OP I dont know if you can.
But I felt the same about my best friend. We were both recently single when we met but not interested in anymore with anyone. Looking back, we acted like a couple. We went for days out together, cinema, dinner, did food shopping together, slept at eachothers houses all the time. We were rarely apart and always in contact.
Then it ramped up and we slept together. I still didn't want an official relationship. Neither did he and we ended up in limbo for months which was great and awful. I mean we still did everything together and had sex but weren't a couple.
We then had a fall out. Quite a spectacular one where I told he him we were done. He told me he was relieved
. We were both as bad as eachother. But I remember thinking that if he could be happier without me, that's what I wanted for him.
That's when I knew I loved him. I would rather not have him in my life, if that's what would make him happiest. I would take the hurt and eventually move on as long as he was Ok.

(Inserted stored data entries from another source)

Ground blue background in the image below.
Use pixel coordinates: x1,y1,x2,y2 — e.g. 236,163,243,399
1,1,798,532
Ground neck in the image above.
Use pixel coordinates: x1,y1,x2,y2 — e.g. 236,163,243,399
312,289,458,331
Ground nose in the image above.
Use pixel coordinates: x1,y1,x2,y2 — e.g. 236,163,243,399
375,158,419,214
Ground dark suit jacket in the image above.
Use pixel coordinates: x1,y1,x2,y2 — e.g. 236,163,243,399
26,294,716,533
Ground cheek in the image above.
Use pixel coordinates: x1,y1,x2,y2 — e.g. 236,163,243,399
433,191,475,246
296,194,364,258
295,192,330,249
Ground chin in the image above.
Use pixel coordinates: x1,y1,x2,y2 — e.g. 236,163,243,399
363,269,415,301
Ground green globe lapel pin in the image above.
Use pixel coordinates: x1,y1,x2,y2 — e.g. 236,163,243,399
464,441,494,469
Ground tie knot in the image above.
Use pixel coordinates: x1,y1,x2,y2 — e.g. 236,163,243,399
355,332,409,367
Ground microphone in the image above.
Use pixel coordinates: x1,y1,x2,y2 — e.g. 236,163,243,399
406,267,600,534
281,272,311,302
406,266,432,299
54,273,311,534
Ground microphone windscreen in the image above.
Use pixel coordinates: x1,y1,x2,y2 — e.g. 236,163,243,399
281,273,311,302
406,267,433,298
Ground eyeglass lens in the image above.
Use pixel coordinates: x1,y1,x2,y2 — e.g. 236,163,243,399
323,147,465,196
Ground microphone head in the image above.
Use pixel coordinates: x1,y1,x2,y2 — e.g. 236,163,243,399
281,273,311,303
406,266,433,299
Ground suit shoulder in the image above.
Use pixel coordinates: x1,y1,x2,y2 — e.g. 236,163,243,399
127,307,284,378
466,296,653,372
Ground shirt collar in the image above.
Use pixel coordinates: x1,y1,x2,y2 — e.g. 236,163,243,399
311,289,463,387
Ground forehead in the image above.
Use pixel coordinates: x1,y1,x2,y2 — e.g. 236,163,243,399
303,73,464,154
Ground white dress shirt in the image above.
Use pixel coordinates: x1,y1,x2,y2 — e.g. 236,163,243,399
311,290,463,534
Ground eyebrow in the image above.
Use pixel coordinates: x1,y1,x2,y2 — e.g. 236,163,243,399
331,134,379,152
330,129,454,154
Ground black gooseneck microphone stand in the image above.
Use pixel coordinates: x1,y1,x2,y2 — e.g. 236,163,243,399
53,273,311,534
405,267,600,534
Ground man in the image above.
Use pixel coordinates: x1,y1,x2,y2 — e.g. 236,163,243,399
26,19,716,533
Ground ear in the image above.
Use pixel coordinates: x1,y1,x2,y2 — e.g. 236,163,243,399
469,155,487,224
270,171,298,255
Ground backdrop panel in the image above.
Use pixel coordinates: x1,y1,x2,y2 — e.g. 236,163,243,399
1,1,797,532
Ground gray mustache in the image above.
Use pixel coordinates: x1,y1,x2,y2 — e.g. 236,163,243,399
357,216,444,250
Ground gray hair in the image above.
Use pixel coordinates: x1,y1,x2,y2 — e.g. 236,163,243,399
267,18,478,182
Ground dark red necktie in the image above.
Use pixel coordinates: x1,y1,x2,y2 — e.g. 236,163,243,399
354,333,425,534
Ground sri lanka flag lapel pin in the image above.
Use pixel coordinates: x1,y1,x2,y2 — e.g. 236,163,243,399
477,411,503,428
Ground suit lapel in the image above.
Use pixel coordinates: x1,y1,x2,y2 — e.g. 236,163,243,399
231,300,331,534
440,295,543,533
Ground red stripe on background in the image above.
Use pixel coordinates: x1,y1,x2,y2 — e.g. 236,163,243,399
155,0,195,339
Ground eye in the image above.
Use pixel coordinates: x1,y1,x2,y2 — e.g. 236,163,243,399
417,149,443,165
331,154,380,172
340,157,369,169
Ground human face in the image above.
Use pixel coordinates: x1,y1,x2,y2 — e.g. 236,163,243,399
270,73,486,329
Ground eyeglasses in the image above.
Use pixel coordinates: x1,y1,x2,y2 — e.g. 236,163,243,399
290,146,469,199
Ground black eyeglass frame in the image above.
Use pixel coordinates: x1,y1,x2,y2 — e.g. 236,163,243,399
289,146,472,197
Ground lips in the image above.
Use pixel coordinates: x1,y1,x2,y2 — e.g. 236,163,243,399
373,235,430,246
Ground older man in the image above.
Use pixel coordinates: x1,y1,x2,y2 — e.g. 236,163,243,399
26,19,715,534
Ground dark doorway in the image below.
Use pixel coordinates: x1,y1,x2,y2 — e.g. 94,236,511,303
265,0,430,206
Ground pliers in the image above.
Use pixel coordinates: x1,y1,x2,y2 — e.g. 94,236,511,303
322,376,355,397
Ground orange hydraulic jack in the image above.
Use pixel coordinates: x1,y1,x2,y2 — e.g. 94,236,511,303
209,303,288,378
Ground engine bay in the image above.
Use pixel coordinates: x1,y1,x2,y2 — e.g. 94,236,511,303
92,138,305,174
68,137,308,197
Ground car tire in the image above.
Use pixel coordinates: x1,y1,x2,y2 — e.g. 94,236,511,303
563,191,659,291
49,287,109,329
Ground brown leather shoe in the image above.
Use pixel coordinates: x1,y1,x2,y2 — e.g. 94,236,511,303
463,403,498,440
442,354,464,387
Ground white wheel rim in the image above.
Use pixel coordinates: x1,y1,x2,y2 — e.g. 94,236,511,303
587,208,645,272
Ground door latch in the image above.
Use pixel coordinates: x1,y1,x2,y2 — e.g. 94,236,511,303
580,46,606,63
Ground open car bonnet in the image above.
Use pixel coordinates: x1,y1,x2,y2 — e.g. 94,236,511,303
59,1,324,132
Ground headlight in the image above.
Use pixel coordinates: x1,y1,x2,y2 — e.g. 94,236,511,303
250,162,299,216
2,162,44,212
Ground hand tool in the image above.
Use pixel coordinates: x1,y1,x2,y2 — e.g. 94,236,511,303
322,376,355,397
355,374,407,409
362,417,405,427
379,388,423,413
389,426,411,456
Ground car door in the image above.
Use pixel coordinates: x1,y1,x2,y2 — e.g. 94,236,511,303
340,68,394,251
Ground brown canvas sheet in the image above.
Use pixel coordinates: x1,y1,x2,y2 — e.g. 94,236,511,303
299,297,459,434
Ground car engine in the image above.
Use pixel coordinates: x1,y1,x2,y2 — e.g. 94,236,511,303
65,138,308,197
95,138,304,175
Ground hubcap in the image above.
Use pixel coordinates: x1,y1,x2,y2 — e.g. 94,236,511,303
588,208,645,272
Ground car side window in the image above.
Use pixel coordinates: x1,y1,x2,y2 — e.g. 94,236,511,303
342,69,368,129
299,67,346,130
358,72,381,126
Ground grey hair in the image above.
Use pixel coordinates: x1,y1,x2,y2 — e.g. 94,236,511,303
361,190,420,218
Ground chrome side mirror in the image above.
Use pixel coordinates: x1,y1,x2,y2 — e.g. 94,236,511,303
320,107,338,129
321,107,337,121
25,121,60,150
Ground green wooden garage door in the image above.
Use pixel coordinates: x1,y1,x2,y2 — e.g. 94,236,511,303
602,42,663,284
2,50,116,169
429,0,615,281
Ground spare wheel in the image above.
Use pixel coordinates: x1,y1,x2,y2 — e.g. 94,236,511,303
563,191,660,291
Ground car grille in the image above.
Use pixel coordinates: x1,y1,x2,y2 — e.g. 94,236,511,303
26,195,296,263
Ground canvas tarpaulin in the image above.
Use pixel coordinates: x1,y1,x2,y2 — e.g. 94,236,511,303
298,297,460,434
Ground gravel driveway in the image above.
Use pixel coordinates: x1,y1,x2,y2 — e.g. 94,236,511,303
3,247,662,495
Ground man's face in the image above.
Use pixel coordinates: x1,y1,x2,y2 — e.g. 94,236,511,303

Anyway, he called me the next day and we made up.
Then I realised I couldnt do this anymore with him. He came round for breakfast the next morning we talked. From his point of view the fallout happened because he was edge that I was just sleeping with him until I found someone I did want to get in a relationship with. He thought lt I would just walk away one day. I was stressed because I knew the path we were in would lead to disaster and the thought of losing him made me ill.
Anyway long story short, we no live together with my son. My son has always thought the world of him. My son also asked me why it took us so long to get together. 
I know it's a long post. But if you genuinely feel so strongly about him, something will have to give at some point. There will be a breaking point. It's better to speak up and tell him, than get to the point you cant be around him. The feeling probably wont go away on it's own.
Me and dp nearly lost eachother. Dont let that happen.